There are a few details from Demolition that stand out after repeated viewing: The reoccurring gecko (similar to the fox in Wild) is actually from the Dan Deacon and Liam Lynch video Drinking Out of Cups where Deacon, in a thick Long Island accent, rehearses some cynical statements. The use of this viral comedy video from 2006 that Mitchell and Julia bonded over earlier on in their relationship (probably a Bryan Sipe reference) is just like Demolition as just like Mitchell and Julia had a negotiated response to this video (turning its cynical Seahorse reference into a romantic one) Vallée takes what could have been a cynical drama and fills it with warmth, care and love. 

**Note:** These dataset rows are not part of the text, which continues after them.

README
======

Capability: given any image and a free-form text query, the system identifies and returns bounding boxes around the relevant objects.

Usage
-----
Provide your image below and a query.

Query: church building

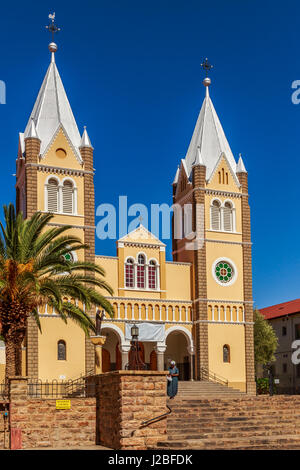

Vallée is clearly a réalisateur d'oeuvre as with each new film he builds upon the previous one and all of them contribute to the world-building of his filmography: A Matthew McConaughey-like cowboy appears in a parking-lot in Wild, the business man that tries to pick up Cheryl Strayed at the end of the memoir spins off with Mitchell in Demolition, and the mother-and-son Karen and Chris will anticipate Jane and Ziggy in Big Little Lies. [In the credits there are also references to used footage from Wild from Twentieth Century Fox (though I can’t exactly pinpoint it; maybe the earlier hospital scenes?) as well there is the Snow Monkeys clips which Mitchell watches before going to sleep (from WNET/Thirteen Productions) which anticipates the snowstorm ending of Du bon usage des étoiles.] 

Though the Blu-ray is skimpy of features, there’s at least one great one on it: the Behind the Scenes location footage of the production (mostly short scenes) which is mostly silent with some natural noises. There is Vallée carrying the camera, similar to Soderbergh, and he talks to the actors in his energetic English. There is the small crew, and all of the production specifics, as they’re out filming on naturally beautiful outdoor locations. This form of poetic and personal cinema, along with Vallée’s resourceful means and major actors eager to work with him, makes him closer to a filmmaker like Terrence Malick than to most other Hollywood independents. The other few making-ofs are short and not that impressive (e.g. rehashed footage from the film, with espoused clichés from the crew). So there could have been more… But, either way, it’s incredible to have the chance to re-watch Demolition and the Blu-ray looks and sounds great. It can keep any Valléeien occupied until the release of Big Little Lies on HBO next year. Mysteries are abound.